Question here. I was going to read out, can you speak a little about how the Axela/Ziplex assets you purchased for gene sequencing compared to latest industry developments in next-generation sequencing methods? Is there any danger Ziplex could be overtaken by new technologies?

Okay. So HyCEAD Ziplex which we abbreviated to HyCEAD is the technology we're using to analyze the ovarian cancer cells in our ovarian cancer test...

I've just lost Andrew.

Yes, Andrew, we've afraid we lost you mid flow.

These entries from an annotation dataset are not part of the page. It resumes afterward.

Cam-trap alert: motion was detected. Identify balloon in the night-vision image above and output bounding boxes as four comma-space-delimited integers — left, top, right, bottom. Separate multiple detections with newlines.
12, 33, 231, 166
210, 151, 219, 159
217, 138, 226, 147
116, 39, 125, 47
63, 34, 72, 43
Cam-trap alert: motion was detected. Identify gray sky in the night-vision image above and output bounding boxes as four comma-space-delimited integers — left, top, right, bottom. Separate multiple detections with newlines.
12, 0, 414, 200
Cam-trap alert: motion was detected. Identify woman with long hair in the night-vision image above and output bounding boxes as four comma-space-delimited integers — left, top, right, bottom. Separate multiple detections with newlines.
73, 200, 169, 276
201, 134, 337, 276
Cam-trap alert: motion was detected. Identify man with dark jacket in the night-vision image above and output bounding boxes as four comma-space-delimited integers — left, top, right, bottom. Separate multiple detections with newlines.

Okay. Well, I'll carry on. So HyCEAD Ziplex, as Andrew said, that is the technology that was acquired. It's a multiplex technology. So it's positioned differently versus next-generation sequencing. So next-generation sequencing is, I think, going to build a very, very strong position in the market as we go forward. And that allows you to really look at all sort of gene expression -- we've lost Andrew entirely now, particularly the DNA side of things, which is where a lot of the liquid biopsy companies are using next-generation sequencing. So that is very good for research and exploration. It's a bit more costly for clinical use, which is where we're focused on. And indeed, if you've got a particular gene panel, so our ovarian cancer is targeted at about 70 genes. The HyCEAD Ziplex is of the order of $20 to $40 a test and can easily handle 100 up to 200 genes. So we've got a significant cost advantage for targeted genes, but next-generation sequencing would be stronger if you're looking at all genes. But of course, you don't need to look at all genes for cancer purposes. So I think it's horses for courses. We'll see NGS used on, as I said, discovery type things and in certain applications, but actually you should view the HyCEAD Ziplex as just being a much stronger version of sort of PCR, which is another very established technique that's used for small number of genes. What we can do is handle a large number of genes in a very cost-effective fashion. So we've got the significant benefits and advantages over PCR, but we're not going to be all things to all people. So for discovery, we will still use NGS. And indeed, the way we capture the cells, they're designed to be able to work with all different forms of downstream analysis.

And just -- we are now out of time. So Andrew's departure, I think we are pretty much done. Andrew, just in case you can hear us, can you still hear us?

I think we've lost him entirely.

I think we've lost him entirely. Well, Andrew, thank you very much. Ian, thank you very much indeed. Really interesting presentation. Again, thank you for all of your questions.